O relatório de junho de 2025 sobre a cobertura dos códigos de designação MDR e IVDR pelos organismos notificados fornece uma visão atualizada sobre a disponibilidade de organismos designados para categorias específicas de dispositivos médicos e dispositivos médicos de diagnóstico in vitro. Identifica áreas críticas com menor cobertura, como os dispositivos médicos implantáveis ativos (códigos MDA 0101 a MDA 0104) e dispositivos com origem em tecidos humanos (MDS 1002), bem como IVDs para tipagem sanguínea e tecidular (códigos IVR 0101 a IVR 0202). Para os fabricantes de dispositivos médicos que procuram certificação ao abrigo do Regulamento (UE) 2017/745 ou do Regulamento (UE) 2017/746, a análise destes códigos é essencial para planear a submissão de pedidos a organismos notificados com cobertura adequada.
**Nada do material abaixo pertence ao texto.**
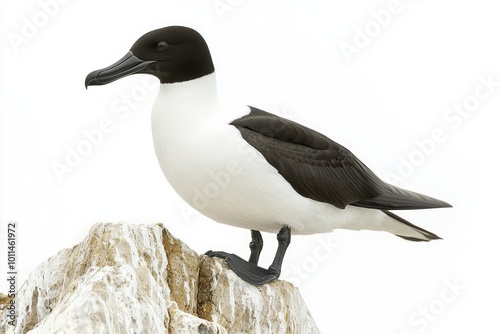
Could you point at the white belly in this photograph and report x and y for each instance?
(219, 174)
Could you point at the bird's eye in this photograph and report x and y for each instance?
(161, 46)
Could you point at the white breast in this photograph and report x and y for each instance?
(219, 174)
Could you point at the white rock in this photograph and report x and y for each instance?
(140, 279)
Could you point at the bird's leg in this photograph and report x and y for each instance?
(255, 247)
(249, 271)
(284, 238)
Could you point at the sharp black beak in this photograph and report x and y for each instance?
(128, 64)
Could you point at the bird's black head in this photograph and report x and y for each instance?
(172, 54)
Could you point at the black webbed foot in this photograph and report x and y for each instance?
(249, 271)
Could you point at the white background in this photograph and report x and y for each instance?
(286, 57)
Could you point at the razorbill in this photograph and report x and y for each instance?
(245, 167)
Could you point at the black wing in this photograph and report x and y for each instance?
(320, 169)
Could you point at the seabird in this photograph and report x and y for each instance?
(245, 167)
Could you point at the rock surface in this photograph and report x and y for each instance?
(140, 279)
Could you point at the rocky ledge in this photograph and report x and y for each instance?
(140, 279)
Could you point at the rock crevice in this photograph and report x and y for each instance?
(140, 279)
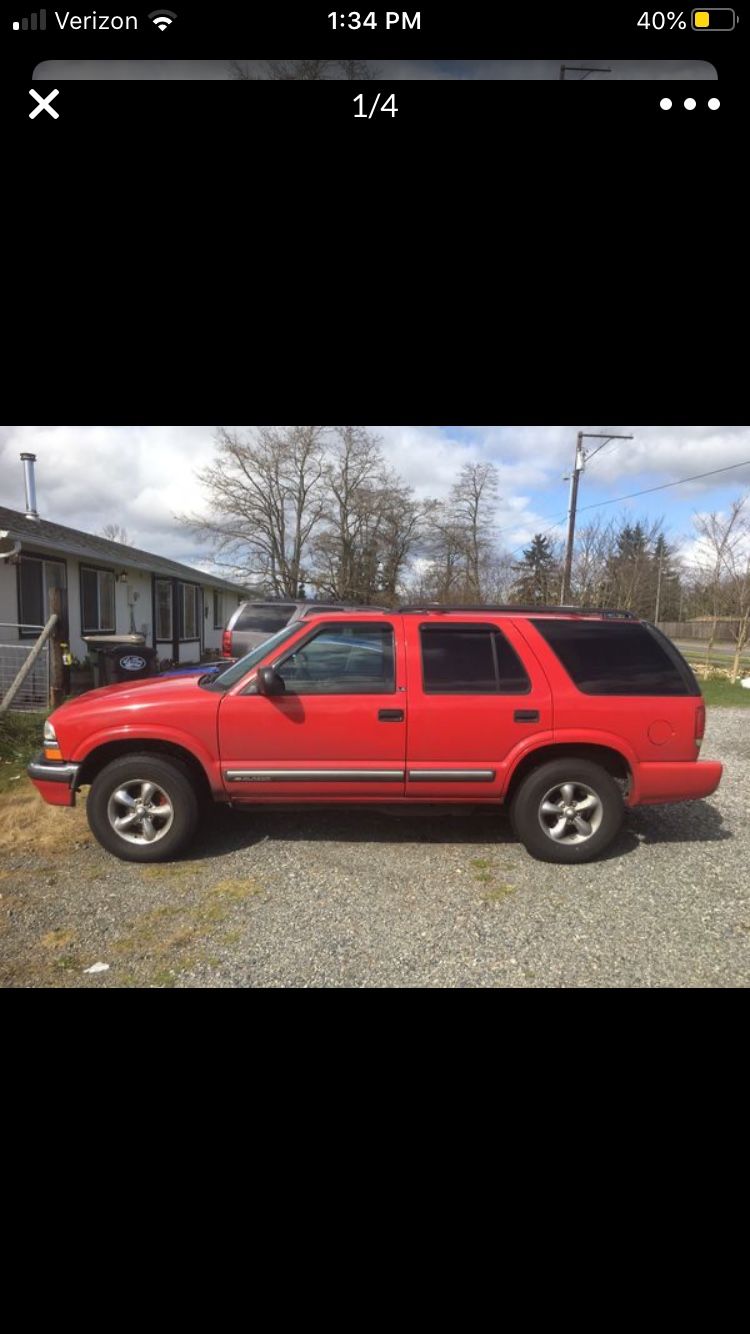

A atualização da EUDAMED versão 2.15.0 introduz melhorias relevantes para o registo de dispositivos médicos e IVD, incluindo a gestão de UDI-DI, funcionalidades para Master UDI-DI em lentes de contacto, e novas opções de pesquisa no portal público. Esta versão corrige mais de 50 erros reportados pelos utilizadores, reforçando a fiabilidade da base de dados europeia de dispositivos médicos. Para os fabricantes, mandatários e importadores, é essencial rever os dados submetidos e preparar os processos internos para assegurar a conformidade com o MDR e IVDR.